While creating women, God promised men that good and obedient wives would be found in all corners of the world.

And then He made the earth round.

February 1, 2012

The Golf Robot

Contributed by Mark Stewart

A man goes to a public golf course. He approaches the man behind the counter in the pro shop and says, "I would like 18 holes of golf and a caddie."

The man behind the counter says, "The 18 holes of golf is no problem, but all of the caddies are out on the course. What I will do for you is this: We just received 8 brand new robot golf caddies. If you're willing to take one with you out on the course and come back and tell me how well it works, your round of golf is on me today."

The golfer obviously accepted the man's offer. He approached the first tee, looked at the fairway and said to himself, "I think my driver will do the job."

The robot caddie turned to the man and said, "No sir.. Use your 3 wood. A driver is far too much club for this hole." Hesitantly, the golfer pulled out his 3 wood, made good contact with the ball, and the ball landed about 10 feet to the right front of the hole on the green.

The golfer, delighted, turned to the robot and thanked him for his assistance. As the golfer pulled out his putter he said, "I think this green is gonna break left to right." The robot then again spoke up and said, "No sir. I do believe this green will break right to left."

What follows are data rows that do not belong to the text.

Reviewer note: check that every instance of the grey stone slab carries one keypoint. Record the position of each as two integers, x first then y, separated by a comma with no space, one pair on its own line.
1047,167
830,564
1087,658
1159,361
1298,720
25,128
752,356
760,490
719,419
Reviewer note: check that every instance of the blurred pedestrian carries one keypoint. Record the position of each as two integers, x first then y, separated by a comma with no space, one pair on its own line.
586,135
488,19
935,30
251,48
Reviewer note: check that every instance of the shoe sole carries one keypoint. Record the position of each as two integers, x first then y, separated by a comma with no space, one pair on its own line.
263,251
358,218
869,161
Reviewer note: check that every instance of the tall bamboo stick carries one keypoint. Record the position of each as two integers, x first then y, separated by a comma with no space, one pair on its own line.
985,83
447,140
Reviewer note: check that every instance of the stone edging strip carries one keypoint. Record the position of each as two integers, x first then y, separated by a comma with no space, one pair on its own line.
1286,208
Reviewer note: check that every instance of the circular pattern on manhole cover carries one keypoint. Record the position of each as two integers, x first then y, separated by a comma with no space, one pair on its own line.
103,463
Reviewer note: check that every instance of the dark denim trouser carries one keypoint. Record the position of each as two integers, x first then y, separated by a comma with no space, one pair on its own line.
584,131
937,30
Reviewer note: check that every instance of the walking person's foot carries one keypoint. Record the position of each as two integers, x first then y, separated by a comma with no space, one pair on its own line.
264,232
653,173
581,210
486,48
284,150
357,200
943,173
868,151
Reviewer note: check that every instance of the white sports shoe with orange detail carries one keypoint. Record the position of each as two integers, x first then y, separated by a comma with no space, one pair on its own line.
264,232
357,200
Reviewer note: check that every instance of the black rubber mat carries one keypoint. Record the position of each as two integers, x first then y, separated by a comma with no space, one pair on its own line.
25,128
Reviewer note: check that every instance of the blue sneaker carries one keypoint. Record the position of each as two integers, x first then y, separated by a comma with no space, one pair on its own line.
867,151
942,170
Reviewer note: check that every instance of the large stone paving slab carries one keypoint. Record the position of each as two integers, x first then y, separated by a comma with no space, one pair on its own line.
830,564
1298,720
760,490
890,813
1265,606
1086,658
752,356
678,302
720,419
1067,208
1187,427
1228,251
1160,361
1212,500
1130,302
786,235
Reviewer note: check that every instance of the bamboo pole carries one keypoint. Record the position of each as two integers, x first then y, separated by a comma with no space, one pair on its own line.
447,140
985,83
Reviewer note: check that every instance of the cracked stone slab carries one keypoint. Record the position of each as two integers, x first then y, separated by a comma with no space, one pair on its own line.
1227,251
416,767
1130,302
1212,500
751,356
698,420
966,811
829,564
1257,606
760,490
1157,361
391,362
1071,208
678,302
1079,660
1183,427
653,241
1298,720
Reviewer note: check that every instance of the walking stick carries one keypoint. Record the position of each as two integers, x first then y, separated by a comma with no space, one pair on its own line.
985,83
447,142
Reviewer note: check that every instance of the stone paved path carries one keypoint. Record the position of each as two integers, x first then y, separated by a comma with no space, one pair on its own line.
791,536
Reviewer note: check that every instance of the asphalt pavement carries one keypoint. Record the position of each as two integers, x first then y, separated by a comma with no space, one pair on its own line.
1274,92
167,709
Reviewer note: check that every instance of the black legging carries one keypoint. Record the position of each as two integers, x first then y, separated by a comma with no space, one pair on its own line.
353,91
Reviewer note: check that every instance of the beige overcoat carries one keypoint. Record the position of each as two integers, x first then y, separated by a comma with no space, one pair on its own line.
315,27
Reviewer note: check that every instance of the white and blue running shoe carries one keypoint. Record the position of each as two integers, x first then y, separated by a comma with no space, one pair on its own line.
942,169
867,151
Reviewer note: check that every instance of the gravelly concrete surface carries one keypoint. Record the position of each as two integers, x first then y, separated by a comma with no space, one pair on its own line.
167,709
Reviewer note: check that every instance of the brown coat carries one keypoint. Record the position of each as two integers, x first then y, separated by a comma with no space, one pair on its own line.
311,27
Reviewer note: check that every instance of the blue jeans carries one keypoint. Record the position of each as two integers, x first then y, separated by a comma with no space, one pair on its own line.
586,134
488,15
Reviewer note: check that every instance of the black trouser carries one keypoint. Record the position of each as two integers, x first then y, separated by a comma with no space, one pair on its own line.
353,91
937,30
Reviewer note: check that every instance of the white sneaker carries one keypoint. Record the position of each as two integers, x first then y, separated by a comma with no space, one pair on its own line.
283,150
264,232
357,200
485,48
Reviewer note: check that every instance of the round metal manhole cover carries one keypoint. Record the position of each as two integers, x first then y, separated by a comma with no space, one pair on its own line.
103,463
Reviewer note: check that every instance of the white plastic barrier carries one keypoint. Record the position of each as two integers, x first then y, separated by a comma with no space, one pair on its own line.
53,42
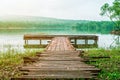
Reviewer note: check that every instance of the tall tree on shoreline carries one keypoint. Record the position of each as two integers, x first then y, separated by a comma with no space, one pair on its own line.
113,12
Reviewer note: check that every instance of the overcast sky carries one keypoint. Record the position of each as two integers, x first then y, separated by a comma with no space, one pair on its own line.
64,9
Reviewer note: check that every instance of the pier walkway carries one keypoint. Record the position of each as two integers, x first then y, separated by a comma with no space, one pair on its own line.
60,60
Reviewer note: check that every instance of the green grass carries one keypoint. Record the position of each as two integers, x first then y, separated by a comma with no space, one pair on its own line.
10,60
110,67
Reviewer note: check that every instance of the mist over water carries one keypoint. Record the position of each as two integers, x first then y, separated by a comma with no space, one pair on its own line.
13,38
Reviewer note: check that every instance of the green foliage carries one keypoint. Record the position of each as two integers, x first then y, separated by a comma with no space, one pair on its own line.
113,12
110,67
10,60
95,26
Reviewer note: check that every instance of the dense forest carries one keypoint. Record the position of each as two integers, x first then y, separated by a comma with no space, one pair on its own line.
51,23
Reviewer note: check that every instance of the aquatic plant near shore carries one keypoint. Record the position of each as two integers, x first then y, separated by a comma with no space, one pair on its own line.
11,59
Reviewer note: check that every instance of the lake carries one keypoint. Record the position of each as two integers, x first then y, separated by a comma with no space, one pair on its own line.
13,38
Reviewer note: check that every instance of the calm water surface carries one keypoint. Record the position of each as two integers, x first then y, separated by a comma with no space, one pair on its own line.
14,38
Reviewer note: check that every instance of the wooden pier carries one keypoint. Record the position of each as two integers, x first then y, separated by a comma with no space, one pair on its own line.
60,61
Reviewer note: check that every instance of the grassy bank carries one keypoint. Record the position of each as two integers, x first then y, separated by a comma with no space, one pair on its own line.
110,66
10,60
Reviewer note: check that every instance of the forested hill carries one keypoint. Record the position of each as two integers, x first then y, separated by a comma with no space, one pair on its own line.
52,23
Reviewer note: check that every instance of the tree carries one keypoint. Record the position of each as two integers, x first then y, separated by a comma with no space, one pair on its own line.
113,12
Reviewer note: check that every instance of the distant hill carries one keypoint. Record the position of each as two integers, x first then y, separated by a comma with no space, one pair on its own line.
30,22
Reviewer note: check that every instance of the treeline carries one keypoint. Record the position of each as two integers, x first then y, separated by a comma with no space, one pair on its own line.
76,25
95,26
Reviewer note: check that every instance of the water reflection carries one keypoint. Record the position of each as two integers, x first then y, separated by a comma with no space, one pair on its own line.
14,38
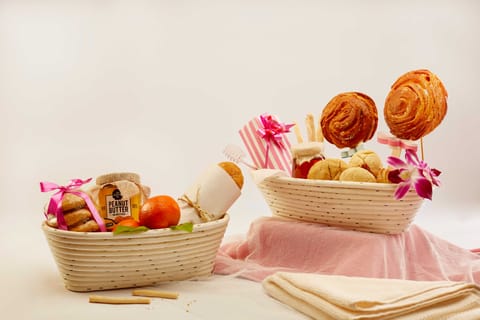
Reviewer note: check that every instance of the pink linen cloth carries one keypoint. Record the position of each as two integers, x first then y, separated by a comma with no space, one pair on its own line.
274,244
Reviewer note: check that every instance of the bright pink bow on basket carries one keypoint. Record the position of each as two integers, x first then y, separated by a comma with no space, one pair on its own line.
272,132
55,204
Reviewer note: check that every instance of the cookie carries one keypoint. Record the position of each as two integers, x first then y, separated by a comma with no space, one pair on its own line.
328,169
89,226
366,159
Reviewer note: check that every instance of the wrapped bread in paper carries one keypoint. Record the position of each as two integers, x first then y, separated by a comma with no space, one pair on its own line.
214,192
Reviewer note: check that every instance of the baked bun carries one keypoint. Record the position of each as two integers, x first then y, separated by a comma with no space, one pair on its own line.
71,201
234,171
415,105
348,119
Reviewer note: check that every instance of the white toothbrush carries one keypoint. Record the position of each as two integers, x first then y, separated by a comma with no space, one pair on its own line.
236,154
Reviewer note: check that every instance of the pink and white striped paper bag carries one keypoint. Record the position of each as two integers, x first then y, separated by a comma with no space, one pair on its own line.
270,150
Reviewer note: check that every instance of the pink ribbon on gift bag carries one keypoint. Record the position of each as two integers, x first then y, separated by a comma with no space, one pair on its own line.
272,132
55,204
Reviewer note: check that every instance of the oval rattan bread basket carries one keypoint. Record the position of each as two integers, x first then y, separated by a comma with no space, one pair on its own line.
91,261
361,206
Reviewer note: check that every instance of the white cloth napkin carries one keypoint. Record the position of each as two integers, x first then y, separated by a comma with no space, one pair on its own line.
341,297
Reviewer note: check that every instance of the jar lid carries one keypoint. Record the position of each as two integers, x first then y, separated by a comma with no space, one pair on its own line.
307,149
117,176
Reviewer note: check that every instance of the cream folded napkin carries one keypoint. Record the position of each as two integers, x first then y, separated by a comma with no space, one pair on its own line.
342,297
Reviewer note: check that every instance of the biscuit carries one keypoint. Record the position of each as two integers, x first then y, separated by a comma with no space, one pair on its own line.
328,169
366,159
357,174
71,201
76,216
88,226
234,171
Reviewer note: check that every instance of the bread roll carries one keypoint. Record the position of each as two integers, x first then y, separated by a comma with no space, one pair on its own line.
234,171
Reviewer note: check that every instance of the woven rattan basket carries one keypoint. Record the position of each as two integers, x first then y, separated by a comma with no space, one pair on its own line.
369,207
91,261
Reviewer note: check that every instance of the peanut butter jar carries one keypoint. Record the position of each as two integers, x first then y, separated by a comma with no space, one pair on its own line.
120,194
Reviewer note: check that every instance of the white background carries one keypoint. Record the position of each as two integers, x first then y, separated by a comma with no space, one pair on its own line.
160,87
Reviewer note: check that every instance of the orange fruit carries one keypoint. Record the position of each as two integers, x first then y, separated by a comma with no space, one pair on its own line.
127,222
159,212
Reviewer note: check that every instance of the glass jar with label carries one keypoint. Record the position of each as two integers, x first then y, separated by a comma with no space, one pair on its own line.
120,195
304,156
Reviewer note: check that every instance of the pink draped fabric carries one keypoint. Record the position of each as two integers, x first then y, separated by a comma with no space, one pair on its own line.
274,244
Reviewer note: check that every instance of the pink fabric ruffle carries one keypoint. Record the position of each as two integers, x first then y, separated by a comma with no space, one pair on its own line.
275,244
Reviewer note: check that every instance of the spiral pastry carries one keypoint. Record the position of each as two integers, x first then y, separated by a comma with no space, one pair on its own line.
415,105
349,119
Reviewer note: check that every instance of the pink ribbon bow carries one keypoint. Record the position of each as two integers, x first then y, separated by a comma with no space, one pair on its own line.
55,204
272,132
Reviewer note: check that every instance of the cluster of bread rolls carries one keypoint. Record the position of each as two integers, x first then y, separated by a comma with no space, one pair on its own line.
363,166
76,214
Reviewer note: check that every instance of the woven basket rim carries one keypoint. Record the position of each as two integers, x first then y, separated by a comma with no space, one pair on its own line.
333,183
198,227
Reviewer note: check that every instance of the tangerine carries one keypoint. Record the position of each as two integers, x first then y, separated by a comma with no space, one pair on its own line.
160,211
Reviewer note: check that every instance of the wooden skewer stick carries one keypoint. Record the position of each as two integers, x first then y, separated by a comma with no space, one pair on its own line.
319,133
298,134
421,149
310,124
155,293
118,300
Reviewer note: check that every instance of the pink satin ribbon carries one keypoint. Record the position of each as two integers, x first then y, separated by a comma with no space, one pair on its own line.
272,132
55,204
395,142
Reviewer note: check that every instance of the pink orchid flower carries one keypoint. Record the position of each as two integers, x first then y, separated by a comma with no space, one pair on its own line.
412,172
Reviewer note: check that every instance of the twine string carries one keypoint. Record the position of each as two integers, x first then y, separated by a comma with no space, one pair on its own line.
204,215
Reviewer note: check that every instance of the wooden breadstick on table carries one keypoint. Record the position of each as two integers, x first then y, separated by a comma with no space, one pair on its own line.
310,127
118,300
155,293
298,134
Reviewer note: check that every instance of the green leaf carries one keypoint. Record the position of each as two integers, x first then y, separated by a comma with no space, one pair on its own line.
187,226
128,229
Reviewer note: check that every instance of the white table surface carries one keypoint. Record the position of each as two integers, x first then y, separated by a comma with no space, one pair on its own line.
33,289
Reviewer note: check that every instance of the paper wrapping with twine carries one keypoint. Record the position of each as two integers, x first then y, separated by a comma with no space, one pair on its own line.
209,197
342,297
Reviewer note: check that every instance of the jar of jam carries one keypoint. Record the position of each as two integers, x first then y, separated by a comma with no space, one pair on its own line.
304,156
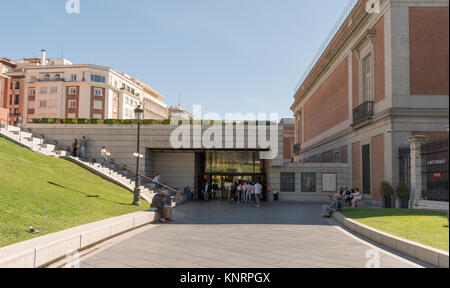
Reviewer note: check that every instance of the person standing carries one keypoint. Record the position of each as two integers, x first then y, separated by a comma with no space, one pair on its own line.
206,191
258,191
238,191
104,154
83,145
75,148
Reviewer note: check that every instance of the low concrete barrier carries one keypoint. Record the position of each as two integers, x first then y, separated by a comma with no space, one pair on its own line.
424,253
42,251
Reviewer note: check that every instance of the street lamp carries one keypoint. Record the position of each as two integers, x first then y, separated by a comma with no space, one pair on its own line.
137,191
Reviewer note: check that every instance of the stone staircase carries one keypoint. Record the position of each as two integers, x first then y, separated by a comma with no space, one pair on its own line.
34,143
116,175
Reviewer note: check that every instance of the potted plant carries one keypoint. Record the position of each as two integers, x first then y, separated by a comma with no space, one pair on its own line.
402,193
387,192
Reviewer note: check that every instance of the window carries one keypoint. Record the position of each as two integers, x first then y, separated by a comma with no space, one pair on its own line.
308,182
98,78
319,158
368,78
98,105
72,104
337,157
287,182
98,92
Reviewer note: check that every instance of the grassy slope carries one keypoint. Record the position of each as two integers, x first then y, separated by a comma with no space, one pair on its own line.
52,195
426,227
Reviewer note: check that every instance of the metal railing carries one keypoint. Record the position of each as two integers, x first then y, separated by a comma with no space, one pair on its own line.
363,111
347,10
297,148
133,174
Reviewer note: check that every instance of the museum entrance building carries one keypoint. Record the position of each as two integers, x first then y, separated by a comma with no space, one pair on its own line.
222,169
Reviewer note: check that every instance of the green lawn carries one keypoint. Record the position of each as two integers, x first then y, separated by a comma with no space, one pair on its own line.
426,227
52,195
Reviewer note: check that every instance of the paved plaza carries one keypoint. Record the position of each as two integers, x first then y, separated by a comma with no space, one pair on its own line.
230,235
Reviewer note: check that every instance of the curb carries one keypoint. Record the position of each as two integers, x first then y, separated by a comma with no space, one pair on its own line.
424,253
42,251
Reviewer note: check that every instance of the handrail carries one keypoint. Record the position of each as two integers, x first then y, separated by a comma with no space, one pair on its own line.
347,10
143,176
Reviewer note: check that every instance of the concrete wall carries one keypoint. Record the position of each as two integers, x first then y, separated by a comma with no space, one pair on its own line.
274,180
177,168
3,116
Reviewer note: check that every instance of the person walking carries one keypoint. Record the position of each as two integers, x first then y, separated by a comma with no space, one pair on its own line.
258,191
75,148
206,191
104,154
83,145
238,191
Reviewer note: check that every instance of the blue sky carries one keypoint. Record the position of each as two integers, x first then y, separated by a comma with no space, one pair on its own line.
227,55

Thinking about the last time the robot corrected his prediction, he decided again to listen to the machine. He made his putt and birdied the hole thanks to the robot and his advice. But his luck didn't end there. His entire game was the best game he ever played, thanks to the assistance of the new robot golf caddie.

Upon returning to the clubhouse, the man behind the counter asked, "How was your game ?" The golfer stated, "It was, by far, the BEST game I ever played. Thank you very much for letting me take one of your robots. See you next week."

A week passed, and excited, the golfer returned to the pro shop. Upon entering, he turned to the man behind the counter and said, "I would like 18 holes of golf and one of those robot golf caddies, please."

The gentleman from behind the counter turned to the man and said, "Well the 18 holes is no problem. However, we had to get rid of the robots. We had too many complaints."

"COMPLAINTS? Who in the heck could've complained about those robots? They were incredible"

The man sighed and said, "Well, it wasn't their performance. It was that they were made of shiny silver metal, and the sun reflecting off them was blinding to other golfers on the fair way."

The golfer said, "So then why didn't you just paint them black?"

The man nodded sadly and replied, "We did. Then four of 'em didn't show up for work, two filed for welfare, one of them robbed the pro shop, and the other thinks he's the President."